# angelzubehör in polen kaufen?



## Duke-982 (1. Mai 2012)

*hallo,

was haltet ihr von den angel zubehör in polen?

lohnt es sich dort zukaufen? oder eher deutsche läden??


bin heut da gewesen hab 5 gummiwobbler für 2€ pro stück gekauft...
hab zwar 8,50,-€ dann bezahlt 

lg micha*


----------



## lippfried (1. Mai 2012)

*AW: angelzubehör in polen kaufen?*

Ich war mal auf nem Markt hinter Hohenwutzen und da gab es wenig Auswahl und nicht günster als bei uns. 
Z.B.: 1 Kopyto, 10cm = 1,- Euro


----------



## mxchxhl (1. Mai 2012)

*AW: angelzubehör in polen kaufen?*

moin, lohnt sich nicht kann man nicht sagen! kommt drauf an wo du kaufst und was du kaufst! war grad samstag erst wieder in swinemünde- aber nach meiner meinung kannst du alles an ruten, rollen und kunstködern auf den polenmärkten vergessen!in den geschäften kannst du bei markenware durchaus hin und wieder ein schnäppchen machen im vergleich zu deutschland aber wie gesagt das meiste auf den märkten ist schrott, zumindest das was ich von den märkten kenne und ich war schon diverse male in swinemünde, hohenwutzen und stettin!
ist aber nur meine persönliche meinung, probierts am besten selbst aus aber kauft nicht gleich in massen!
mfg


----------



## Bigone (1. Mai 2012)

*AW: angelzubehör in polen kaufen?*

moin, lohnt sich nicht kann man doch sagen,
 meine frau ist polin, ich habe oft in polen 
( zielona gora, centrum wedkarskie) eingekauft, kopytos sind zwar etwas günstiger, jedoch frißt der schlechte Eurokurs dank der Griechen die Differenz fast komplett auf.
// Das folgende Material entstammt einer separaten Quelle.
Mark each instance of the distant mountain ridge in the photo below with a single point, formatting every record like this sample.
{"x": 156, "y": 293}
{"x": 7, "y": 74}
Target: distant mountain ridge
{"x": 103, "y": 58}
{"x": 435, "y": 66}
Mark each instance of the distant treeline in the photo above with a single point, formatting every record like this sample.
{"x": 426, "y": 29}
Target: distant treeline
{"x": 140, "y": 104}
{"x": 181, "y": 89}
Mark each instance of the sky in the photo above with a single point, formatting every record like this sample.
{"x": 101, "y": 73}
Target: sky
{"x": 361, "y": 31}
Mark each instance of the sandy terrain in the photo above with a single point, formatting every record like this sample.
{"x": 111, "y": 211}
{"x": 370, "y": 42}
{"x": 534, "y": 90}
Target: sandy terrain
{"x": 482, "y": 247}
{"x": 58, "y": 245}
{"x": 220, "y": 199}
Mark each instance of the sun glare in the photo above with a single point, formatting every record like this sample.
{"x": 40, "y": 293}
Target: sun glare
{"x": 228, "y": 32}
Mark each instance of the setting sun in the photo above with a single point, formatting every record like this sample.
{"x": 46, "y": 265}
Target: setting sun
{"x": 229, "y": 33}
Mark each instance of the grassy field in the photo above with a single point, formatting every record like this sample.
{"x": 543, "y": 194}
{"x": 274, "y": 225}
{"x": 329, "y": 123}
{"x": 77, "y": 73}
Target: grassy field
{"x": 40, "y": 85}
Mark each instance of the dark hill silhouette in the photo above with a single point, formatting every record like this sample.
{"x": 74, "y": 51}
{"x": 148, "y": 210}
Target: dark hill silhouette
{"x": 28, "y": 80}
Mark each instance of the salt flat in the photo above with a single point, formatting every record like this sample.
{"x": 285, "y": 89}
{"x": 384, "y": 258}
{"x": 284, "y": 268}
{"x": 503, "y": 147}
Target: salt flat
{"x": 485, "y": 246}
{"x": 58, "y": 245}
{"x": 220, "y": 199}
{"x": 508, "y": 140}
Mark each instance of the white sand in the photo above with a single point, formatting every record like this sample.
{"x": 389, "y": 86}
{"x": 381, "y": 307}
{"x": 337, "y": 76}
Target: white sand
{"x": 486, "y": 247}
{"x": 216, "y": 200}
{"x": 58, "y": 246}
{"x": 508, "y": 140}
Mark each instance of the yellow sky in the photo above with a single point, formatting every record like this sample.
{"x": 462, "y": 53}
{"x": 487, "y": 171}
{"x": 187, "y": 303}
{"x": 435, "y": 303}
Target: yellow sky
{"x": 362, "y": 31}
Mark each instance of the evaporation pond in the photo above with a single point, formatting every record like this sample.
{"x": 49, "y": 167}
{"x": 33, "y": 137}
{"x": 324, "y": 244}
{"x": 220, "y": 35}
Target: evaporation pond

Ich habe festgestellt, daß der große Angelladen in Kühlschrank Gotteshaus, (um nicht Kaltenkirchen zu sagen) günstiger bzw. gleichteuer ist. Das einzige was ich in Polen noch kaufe, sind bunte Maden. gruß


----------



## mxchxhl (1. Mai 2012)

*AW: angelzubehör in polen kaufen?*



Bigone schrieb:


> moin, lohnt sich nicht kann man doch sagen,
> kopytos sind zwar etwas günstiger, jedoch frißt der schlechte Eurokurs dank der Griechen die Differenz fast komplett auf.



;+
eine differenz ist aber wie du selber schreibst doch noch da oder nicht?also ist man günstiger als bei uns oder nicht?
wenn man also sowieso in polen ist kauft man da natürlich günstiger als bei uns oder liege ich da falsch?
wenn man jetzt nur nach polen fährt um angelzubehör zu kaufen lohnt es sich nicht, ausser man wohnt direkt an der grenze und kann zu fuß rüber!
mfg


----------



## Bigone (1. Mai 2012)

*AW: angelzubehör in polen kaufen?*

kommt auf den kurs an,
 habe mal 4,40 zloty für einen euro bis 3,32zl für einen euro bekommen, 
ein kopyto 11cm kostet 3,50zl. also entweder  1,05euro oder im idealfall 79 cent.  wenn man direkt an der grenze lohnt kann man natürlich zuschlagen wenn der kurs gut steht, aber bei den spritpreisen lohnt sich die Fahrt nicht,für alle die weiter weg wohnen.
 Mich würde mal interessieren wann die Polen den Euro kriegen, wenn sie schlau sind, behalten sie ihren Zlotych....


----------



## mxchxhl (2. Mai 2012)

*AW: angelzubehör in polen kaufen?*



Bigone schrieb:


> Mich würde mal interessieren wann die Polen den Euro kriegen, wenn sie schlau sind, behalten sie ihren Zlotych....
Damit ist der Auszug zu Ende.